Dramatic charts reveal climate change’s effects on oceans

Shutterstock

What’s going on out there?

Climate change is scrambling the oceans. It’s raising water temperatures, lowering pH levels, reducing oxygen availability, and driving down the size of wildlife populations the oceans can sustain.

A study published Tuesday in the journal PLOS Biology painstakingly chronicles many of the consequences of marine changes that the researchers describe as “unprecedented” during the last 20 million years:

Our results suggest that the entire world’s ocean surface will be simultaneously impacted by varying intensities of ocean warming, acidification, oxygen depletion, or shortfalls in productivity. Only a very small fraction of the oceans, mostly in polar regions, will face the opposing effects of increases in oxygen or productivity, and almost nowhere will there be cooling or pH increase. …

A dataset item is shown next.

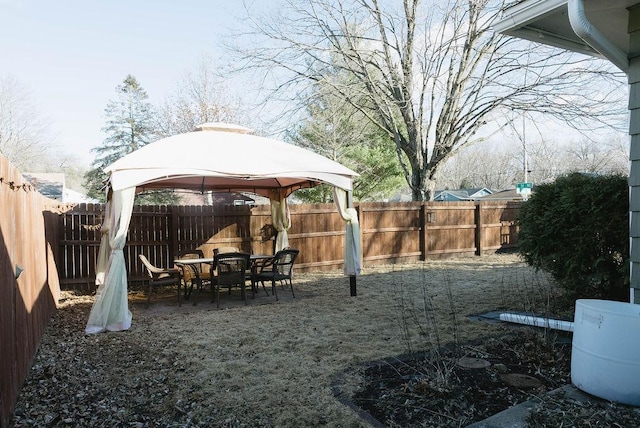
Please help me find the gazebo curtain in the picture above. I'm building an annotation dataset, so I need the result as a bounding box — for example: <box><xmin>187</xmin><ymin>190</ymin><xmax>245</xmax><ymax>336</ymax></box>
<box><xmin>333</xmin><ymin>187</ymin><xmax>362</xmax><ymax>276</ymax></box>
<box><xmin>85</xmin><ymin>187</ymin><xmax>136</xmax><ymax>334</ymax></box>
<box><xmin>269</xmin><ymin>190</ymin><xmax>291</xmax><ymax>252</ymax></box>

The social ramifications are also likely to be massive and challenging as some 470 to 870 million people – who can least afford dramatic changes to their livelihoods – live in areas where ocean goods and services could be compromised by substantial changes in ocean biogeochemistry.

It’s not all bad, according to the international team of researchers. Take a look at this chart from the study revealing cumulative net benefits expected by the year 2100 from changes in oceanic temperature (oC), oxygen content (O2), acidity level (pH), and productivity (Pr):

PLOS BiologyCumulative benefits of biogeochemical changes in the oceans to the year 2100. Click to embiggen.

Ah, that was kinda nice, wasn’t it. But if you want to stay in that happy place be sure to not look at the next chart, which, for comparison, reveals the cumulative negative consequences of all those biogeochemical changes:

PLOS BiologyCumulative negative impacts of biogeochemical changes in the oceans to the year 2100. Click to embiggen.

Yikes, that thing has more warning colors than a poison dart frog.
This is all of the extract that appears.